Each year, the Plain English Foundation gathers dozens of examples of the worst words to highlight the importance of clear public language.
Not surprisingly, COVID-19 featured prominently on the list.
When discussing targets for the vaccine rollout, authorities dubbed these "national vaccination allocation horizons".
Former NSW Premier Gladys Berejiklian was also taken to task for some doublespeak.
She did a "double adverb with pike" when Sky News asked whether she would consider incentives for vaccinations.
"Absolutely potentially," she said.
Dr James suggested words mattered.
"When facing our worst public health crisis in a century, plain language is critical so the public understand what is happening and what they need to do," he said.
"Yet too often the language was unclear".
2021 was another bad year for euphemism, doublespeak and spin.
Amazon instructed its workers to become "industrial athletes".
Academics suggested we start saying "negative encounter" instead of "shark attack", and police reported on an encounter with "an edged weapon" (a knife).
"It's one thing to overdress the language to make something sound fancier than it is," Dr James said. "But when it starts to deliberately mislead, there is a serious ethical concern."
The foundation's list also highlighted some of the latest jargon and Frankenwords, ranging from Metaverse and non-fungible token ("the latest crypto phenomenon to go mainstream") to gooder and besterest.
"Corporations will always push the language to make something sound more exciting or try to get our attention," Dr James said. "But sometimes it just gets too fancy to understand, and in other cases commits clear crimes against the English language."
Our teenagers contributed "cheugy" and "bussin" to the list.
"Cheugy" means that something is out of style or no longer fashionable, as in: "Those uggs are lowkey cheugy".
A more perplexing example is the use of "bussin" for something good - but only apparently applied to food: "this burger is bussin".
Lady Gaga received the award for Mixed Metaphor of the Year for "I felt a pin drop in my stomach".
The singer embraced method acting as the Gucci heiress who murdered Maurizio Gucci in the movie House of Gucci.
When she later drove past the scene of the crime, she felt as though she'd really killed someone.

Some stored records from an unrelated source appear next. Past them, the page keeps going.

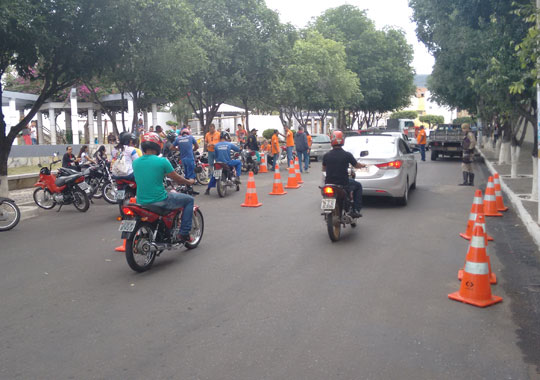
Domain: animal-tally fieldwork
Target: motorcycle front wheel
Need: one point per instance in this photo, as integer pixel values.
(221, 187)
(9, 215)
(140, 254)
(44, 198)
(109, 193)
(203, 178)
(80, 200)
(333, 223)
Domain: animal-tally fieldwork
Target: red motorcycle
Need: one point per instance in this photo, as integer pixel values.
(67, 188)
(149, 230)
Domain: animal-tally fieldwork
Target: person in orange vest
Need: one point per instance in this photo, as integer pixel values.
(289, 142)
(274, 148)
(421, 139)
(211, 139)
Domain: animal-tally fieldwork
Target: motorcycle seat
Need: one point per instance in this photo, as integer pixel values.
(155, 209)
(61, 181)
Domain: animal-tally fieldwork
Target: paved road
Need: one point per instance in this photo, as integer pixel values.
(268, 296)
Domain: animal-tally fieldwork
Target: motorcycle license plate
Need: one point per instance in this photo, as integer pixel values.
(127, 225)
(120, 195)
(328, 204)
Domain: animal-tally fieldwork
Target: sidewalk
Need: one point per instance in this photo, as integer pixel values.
(518, 190)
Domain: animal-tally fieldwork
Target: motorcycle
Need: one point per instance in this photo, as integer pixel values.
(67, 188)
(9, 214)
(202, 171)
(225, 177)
(149, 230)
(249, 161)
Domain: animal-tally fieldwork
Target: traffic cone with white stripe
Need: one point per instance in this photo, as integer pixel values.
(263, 168)
(292, 183)
(480, 221)
(277, 189)
(475, 288)
(498, 193)
(476, 208)
(251, 193)
(490, 202)
(297, 171)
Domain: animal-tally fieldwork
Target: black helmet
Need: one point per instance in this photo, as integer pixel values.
(225, 136)
(126, 138)
(171, 136)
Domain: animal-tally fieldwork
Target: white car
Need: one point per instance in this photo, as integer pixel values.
(391, 165)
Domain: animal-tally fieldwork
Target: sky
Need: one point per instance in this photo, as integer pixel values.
(383, 12)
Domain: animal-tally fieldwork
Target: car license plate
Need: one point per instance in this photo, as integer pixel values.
(127, 225)
(120, 195)
(328, 204)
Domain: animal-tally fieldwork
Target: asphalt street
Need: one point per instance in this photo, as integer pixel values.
(266, 295)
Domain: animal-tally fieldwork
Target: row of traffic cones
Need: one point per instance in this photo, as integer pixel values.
(476, 275)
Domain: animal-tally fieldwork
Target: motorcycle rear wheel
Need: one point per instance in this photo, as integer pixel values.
(80, 200)
(333, 224)
(221, 187)
(9, 215)
(44, 198)
(140, 254)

In the stomach. With pins. "I drove by where Maurizio was shot and I felt a pin drop in my stomach because I was so in my character, and I thought: 'What have I done?"," she said.

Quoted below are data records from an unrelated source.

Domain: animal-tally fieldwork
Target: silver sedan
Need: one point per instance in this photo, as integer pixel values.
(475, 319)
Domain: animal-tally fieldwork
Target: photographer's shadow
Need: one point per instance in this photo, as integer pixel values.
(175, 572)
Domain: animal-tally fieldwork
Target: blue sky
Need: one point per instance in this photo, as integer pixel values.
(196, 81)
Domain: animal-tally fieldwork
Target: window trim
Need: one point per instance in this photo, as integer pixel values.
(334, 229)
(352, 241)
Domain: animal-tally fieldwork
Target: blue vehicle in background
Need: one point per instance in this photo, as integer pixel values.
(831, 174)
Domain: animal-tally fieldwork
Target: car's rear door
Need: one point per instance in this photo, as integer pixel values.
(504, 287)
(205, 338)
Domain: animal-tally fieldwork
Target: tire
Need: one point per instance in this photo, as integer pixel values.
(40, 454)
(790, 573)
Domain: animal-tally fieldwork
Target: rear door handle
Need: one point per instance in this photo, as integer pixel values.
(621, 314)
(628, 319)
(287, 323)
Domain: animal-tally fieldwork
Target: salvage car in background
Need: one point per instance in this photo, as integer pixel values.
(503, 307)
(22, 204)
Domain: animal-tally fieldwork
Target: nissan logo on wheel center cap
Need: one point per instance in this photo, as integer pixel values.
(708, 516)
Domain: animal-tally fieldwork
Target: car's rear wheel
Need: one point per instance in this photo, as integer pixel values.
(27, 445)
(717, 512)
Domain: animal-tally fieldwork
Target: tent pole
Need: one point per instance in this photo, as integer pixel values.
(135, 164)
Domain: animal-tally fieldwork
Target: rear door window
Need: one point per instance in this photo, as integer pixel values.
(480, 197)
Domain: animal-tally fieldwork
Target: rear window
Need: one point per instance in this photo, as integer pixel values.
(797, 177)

The Non-Apology of the Year went to a beauty company which made this dubious concession: "Failing to deliver information in a precise way".
The beauty company touting its green credentials launched a new product labelled in large all caps with "HELLO I'M PAPER BOTTLE". It was a standard plastic bottle wrapped in paper.
When challenged, the company said: "We used the term 'paper bottle' to explain the role of the paper label surrounding the bottle," The Korea Times reported.
"We overlooked the possibility that the naming could mislead people to think the whole packaging is made of paper.
"We apologise for failing to deliver information in a precise way."
We used to call this "not telling the truth".